There is the variable of receiving points for a National Record that could change the points chase, but they are highly unlikely. According to Jason, the altitude in Las Vegas does not favor any more records.

All-in-all, things have really gone well for the Summitt Racing team and Jason doesn’t expect anything to change. “Our goal is to go to Vegas and win the race.”

This article first appeared in the October 24 issue of the Voyageur Press.

Jason Line calls it “bittersweet”


Sports Editor

It wasn’t a matter of if Jason Line would win the championship, but when. That when came during a semifinal race between Jason and three-time defending series champ Greg Anderson in the semifinal round of Sunday’s sixth annual ACDelco Las Vegas NHRA Nationals. Jason edged Greg on the start and ran faster down the track to clinch the 2006 NHRA POWERade Pro Stock champion.

Jason’s weekend included qualifying number one and then he defeated Warren Johnson, Jeg Coughlin, and Greg Anderson before losing to Richie Stevens in the finals.

After the race, Jason shared that he didn’t know how to describe the feeling. “It’s bittersweet to clinch it against Greg.
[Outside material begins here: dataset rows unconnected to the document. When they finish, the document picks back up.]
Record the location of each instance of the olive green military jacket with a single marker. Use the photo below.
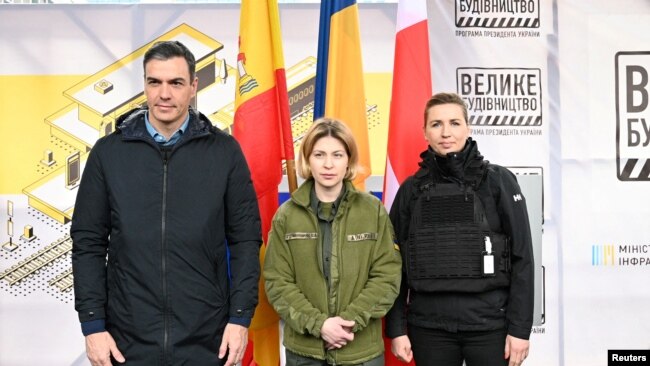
(365, 274)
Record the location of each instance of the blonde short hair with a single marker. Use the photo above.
(322, 127)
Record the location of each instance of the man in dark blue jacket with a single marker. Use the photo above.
(166, 231)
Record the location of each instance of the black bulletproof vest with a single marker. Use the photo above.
(446, 241)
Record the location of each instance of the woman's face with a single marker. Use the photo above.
(328, 162)
(446, 130)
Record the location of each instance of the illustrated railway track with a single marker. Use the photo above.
(36, 261)
(63, 281)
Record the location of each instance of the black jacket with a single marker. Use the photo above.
(151, 235)
(508, 308)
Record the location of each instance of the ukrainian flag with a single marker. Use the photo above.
(339, 75)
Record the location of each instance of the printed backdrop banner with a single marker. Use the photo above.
(557, 91)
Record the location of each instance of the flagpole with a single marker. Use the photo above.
(291, 175)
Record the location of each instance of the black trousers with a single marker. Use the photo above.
(434, 347)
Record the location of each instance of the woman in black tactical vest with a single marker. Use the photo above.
(462, 226)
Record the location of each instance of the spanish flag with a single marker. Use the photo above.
(339, 75)
(262, 126)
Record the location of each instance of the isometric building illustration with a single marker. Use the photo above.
(40, 258)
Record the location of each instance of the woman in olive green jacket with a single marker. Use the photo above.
(331, 268)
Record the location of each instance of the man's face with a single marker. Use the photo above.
(169, 90)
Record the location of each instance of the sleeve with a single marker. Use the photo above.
(514, 217)
(400, 216)
(382, 287)
(90, 230)
(244, 236)
(281, 288)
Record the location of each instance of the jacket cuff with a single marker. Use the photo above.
(318, 325)
(394, 328)
(519, 332)
(91, 314)
(93, 326)
(244, 322)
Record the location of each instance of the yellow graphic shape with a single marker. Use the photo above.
(24, 102)
(91, 111)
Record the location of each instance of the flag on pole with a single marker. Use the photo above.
(262, 125)
(411, 90)
(339, 75)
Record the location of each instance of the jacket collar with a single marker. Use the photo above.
(302, 195)
(466, 166)
(131, 124)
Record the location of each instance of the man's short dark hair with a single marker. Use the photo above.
(165, 50)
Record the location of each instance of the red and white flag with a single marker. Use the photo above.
(411, 90)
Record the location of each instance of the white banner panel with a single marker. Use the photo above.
(605, 235)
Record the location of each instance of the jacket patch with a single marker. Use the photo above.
(362, 236)
(294, 236)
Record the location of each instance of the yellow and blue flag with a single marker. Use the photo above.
(340, 90)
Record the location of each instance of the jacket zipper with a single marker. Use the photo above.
(163, 245)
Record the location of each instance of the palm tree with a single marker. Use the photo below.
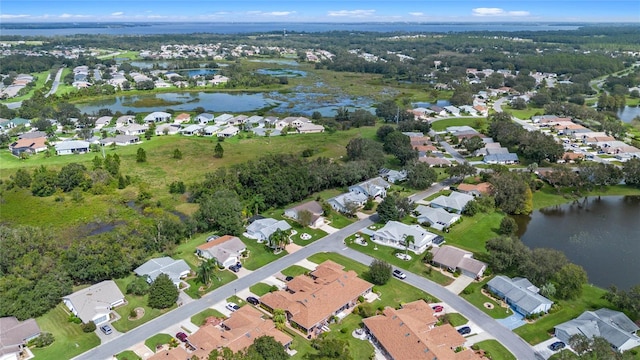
(408, 240)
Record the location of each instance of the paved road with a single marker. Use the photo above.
(330, 243)
(56, 83)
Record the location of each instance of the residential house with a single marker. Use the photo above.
(311, 301)
(454, 202)
(409, 333)
(167, 129)
(102, 122)
(262, 229)
(373, 188)
(520, 294)
(28, 145)
(229, 131)
(311, 206)
(436, 218)
(72, 147)
(226, 250)
(133, 129)
(191, 130)
(394, 234)
(347, 203)
(157, 116)
(476, 190)
(612, 325)
(182, 118)
(455, 259)
(393, 176)
(503, 159)
(236, 333)
(95, 302)
(204, 118)
(175, 269)
(14, 336)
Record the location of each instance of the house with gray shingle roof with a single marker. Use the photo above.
(612, 325)
(175, 269)
(95, 302)
(520, 294)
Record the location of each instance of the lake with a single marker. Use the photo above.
(601, 234)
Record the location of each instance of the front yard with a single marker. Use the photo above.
(70, 340)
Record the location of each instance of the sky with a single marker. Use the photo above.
(319, 11)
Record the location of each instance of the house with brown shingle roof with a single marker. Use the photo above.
(237, 333)
(226, 250)
(311, 301)
(410, 333)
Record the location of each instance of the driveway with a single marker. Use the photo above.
(459, 284)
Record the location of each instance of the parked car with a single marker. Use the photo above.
(106, 329)
(181, 336)
(232, 306)
(556, 346)
(399, 274)
(253, 301)
(236, 267)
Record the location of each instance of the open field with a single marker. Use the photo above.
(70, 340)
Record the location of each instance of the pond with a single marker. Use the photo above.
(628, 113)
(601, 234)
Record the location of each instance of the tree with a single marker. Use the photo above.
(163, 293)
(508, 226)
(420, 176)
(266, 348)
(569, 281)
(218, 152)
(141, 155)
(379, 271)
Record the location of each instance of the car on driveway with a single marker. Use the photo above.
(399, 274)
(106, 329)
(181, 336)
(556, 346)
(253, 301)
(232, 306)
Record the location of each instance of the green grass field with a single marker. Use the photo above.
(199, 318)
(70, 340)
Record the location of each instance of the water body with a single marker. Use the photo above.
(217, 102)
(237, 28)
(628, 113)
(601, 234)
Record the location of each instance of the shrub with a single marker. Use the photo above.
(88, 327)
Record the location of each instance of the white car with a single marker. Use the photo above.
(232, 306)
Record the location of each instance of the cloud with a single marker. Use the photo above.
(351, 13)
(497, 12)
(13, 16)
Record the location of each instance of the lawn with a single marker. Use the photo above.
(128, 355)
(70, 340)
(495, 350)
(414, 265)
(393, 293)
(260, 289)
(442, 125)
(199, 318)
(294, 270)
(157, 340)
(133, 302)
(562, 311)
(473, 295)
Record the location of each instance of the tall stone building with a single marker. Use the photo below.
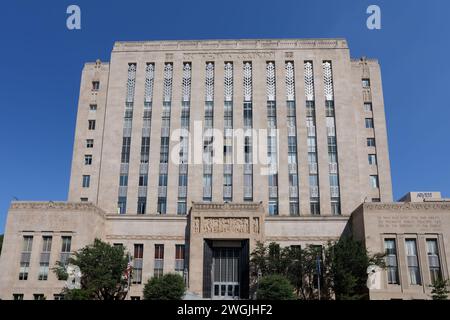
(190, 152)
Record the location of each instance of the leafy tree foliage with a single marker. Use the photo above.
(439, 289)
(167, 287)
(275, 287)
(102, 267)
(338, 269)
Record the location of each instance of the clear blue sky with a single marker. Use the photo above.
(41, 62)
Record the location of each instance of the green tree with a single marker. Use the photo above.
(1, 243)
(346, 266)
(274, 287)
(440, 289)
(102, 267)
(170, 286)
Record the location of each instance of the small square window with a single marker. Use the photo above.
(86, 181)
(95, 85)
(368, 106)
(89, 143)
(374, 181)
(91, 124)
(87, 159)
(371, 142)
(369, 123)
(366, 83)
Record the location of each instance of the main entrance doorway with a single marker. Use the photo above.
(226, 269)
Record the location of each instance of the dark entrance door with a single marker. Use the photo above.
(225, 273)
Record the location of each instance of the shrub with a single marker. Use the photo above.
(274, 287)
(167, 287)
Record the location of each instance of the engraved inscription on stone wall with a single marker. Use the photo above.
(225, 225)
(426, 223)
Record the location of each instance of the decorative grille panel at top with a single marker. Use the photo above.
(309, 81)
(186, 90)
(290, 81)
(270, 81)
(149, 80)
(327, 80)
(131, 82)
(168, 77)
(228, 81)
(209, 82)
(247, 81)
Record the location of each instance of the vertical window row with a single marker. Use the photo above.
(184, 139)
(314, 195)
(44, 259)
(272, 138)
(158, 269)
(137, 263)
(369, 124)
(412, 261)
(145, 140)
(228, 136)
(179, 258)
(25, 257)
(65, 249)
(248, 125)
(208, 134)
(331, 137)
(165, 130)
(126, 137)
(292, 139)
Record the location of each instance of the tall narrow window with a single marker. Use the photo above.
(95, 85)
(184, 139)
(314, 194)
(433, 260)
(248, 125)
(89, 143)
(91, 124)
(331, 137)
(45, 258)
(369, 123)
(412, 261)
(25, 257)
(126, 135)
(374, 181)
(372, 159)
(88, 159)
(137, 263)
(272, 154)
(228, 136)
(208, 139)
(165, 131)
(371, 142)
(65, 249)
(292, 139)
(391, 261)
(179, 257)
(145, 140)
(86, 181)
(159, 260)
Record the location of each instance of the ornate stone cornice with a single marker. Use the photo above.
(59, 206)
(300, 238)
(143, 237)
(408, 206)
(252, 44)
(206, 206)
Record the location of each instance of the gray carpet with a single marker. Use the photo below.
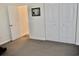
(29, 47)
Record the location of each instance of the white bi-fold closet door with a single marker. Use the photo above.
(60, 22)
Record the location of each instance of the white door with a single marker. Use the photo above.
(60, 22)
(14, 22)
(4, 25)
(52, 22)
(67, 22)
(37, 28)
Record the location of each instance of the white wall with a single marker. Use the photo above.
(37, 30)
(4, 25)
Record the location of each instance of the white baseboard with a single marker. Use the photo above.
(4, 42)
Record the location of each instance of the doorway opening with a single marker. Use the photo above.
(18, 19)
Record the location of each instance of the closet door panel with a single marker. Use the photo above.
(67, 23)
(52, 22)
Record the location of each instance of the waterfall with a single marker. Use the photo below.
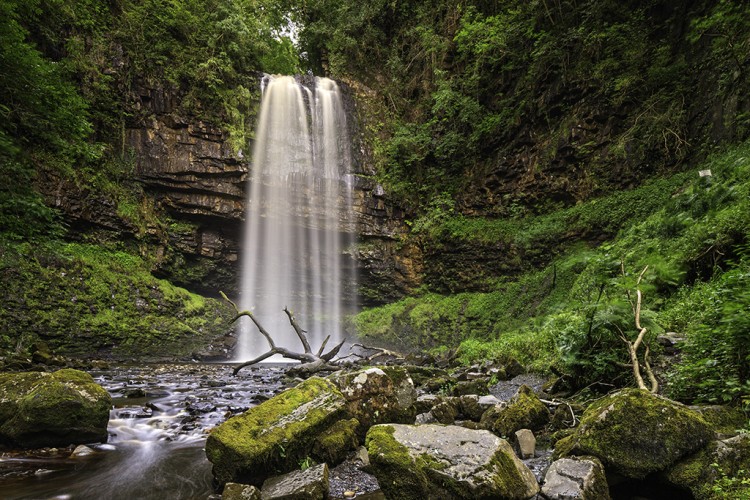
(298, 201)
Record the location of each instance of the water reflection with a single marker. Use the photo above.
(155, 449)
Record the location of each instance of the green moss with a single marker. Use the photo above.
(719, 470)
(42, 409)
(273, 437)
(508, 481)
(83, 299)
(524, 411)
(334, 443)
(399, 475)
(635, 433)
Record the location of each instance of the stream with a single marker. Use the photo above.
(157, 431)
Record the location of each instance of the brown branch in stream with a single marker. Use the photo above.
(634, 345)
(310, 363)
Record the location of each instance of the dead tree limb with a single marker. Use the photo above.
(310, 363)
(634, 345)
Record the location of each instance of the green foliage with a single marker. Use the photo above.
(734, 487)
(690, 231)
(716, 363)
(83, 299)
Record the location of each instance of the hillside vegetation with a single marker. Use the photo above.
(550, 153)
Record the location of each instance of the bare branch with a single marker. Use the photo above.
(299, 331)
(323, 345)
(333, 352)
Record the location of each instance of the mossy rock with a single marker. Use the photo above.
(636, 433)
(581, 478)
(723, 419)
(275, 436)
(52, 409)
(724, 465)
(420, 374)
(417, 462)
(378, 395)
(524, 411)
(479, 387)
(336, 442)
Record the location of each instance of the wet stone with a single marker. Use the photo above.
(308, 484)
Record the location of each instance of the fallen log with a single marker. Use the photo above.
(311, 363)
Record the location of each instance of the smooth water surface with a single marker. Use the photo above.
(157, 432)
I have to thank him for everything. If not for him giving me the chance to drive in the first place, I wouldn’t be standing here.”

Jason’s championship is his second overall and first in three years as a professional. He won the Stock title in 1993. The title remains in the KB Racing camp for the fourth straight year as his teammate Greg Anderson won it all from 2003-2005.

Jason also shared how important it was to keep the championship within the team. “There is a huge group of people responsible for what happens on the racetrack, and this championship will be shared by all of us,” Jason added. “It’s a great group that Ken has put together, and I’m proud to be a part of it, driver or not.”

Greg also spoke after the race. “I’m very excited for him,” Greg said. “Jason deserves it. I wouldn’t have won three championships without him.”

This year has been tremendous for Jason. He has been steady all season. Jason won four races in seven final-round showings and set the national elapsed time record on two separate occasions.

The championship is worth $200,000 from NHRA and POWERade. The 2004 Auto Club Rookie of the Year has been driving in the class for only three years.

By winning the title, Line, a former dyno operator for Joe Gibbs Racing where he was part of NASCAR championships won by Bobby Labonte and Tony Stewart, keeps the championship in the hands of team owner Ken Black. The retired Black lives in Las Vegas and had a huge contingent on hand for Sunday’s festivities.

“I can’t ever remember a two-car team having so much success in this class,” Greg added. “This is a strong team, and the fact we can win in either car says a lot. I’m so proud of Jason. He learned the game well, and together I think we’re a great one-two punch. We’re going to win championships for a long time to come.”

Back home, the Line family is quite proud. Jason’s father, Lawrence, is ecstatic. “It’s unbelievable,” said Lawrence. “It was one heck of a day.”

Lawrence and Maxine would have like to be in Las Vegas, but Lawrence recently had back surgery, and the doctor said no. “If the doctor would have let me go, we would have been there,” Lawrence added.

At any rate, the Line family has been invited out to the awards banquet later in November. It will most likely be another proud moment for the family.

This article first appeared in the October 31 issue of the Voyageur Press.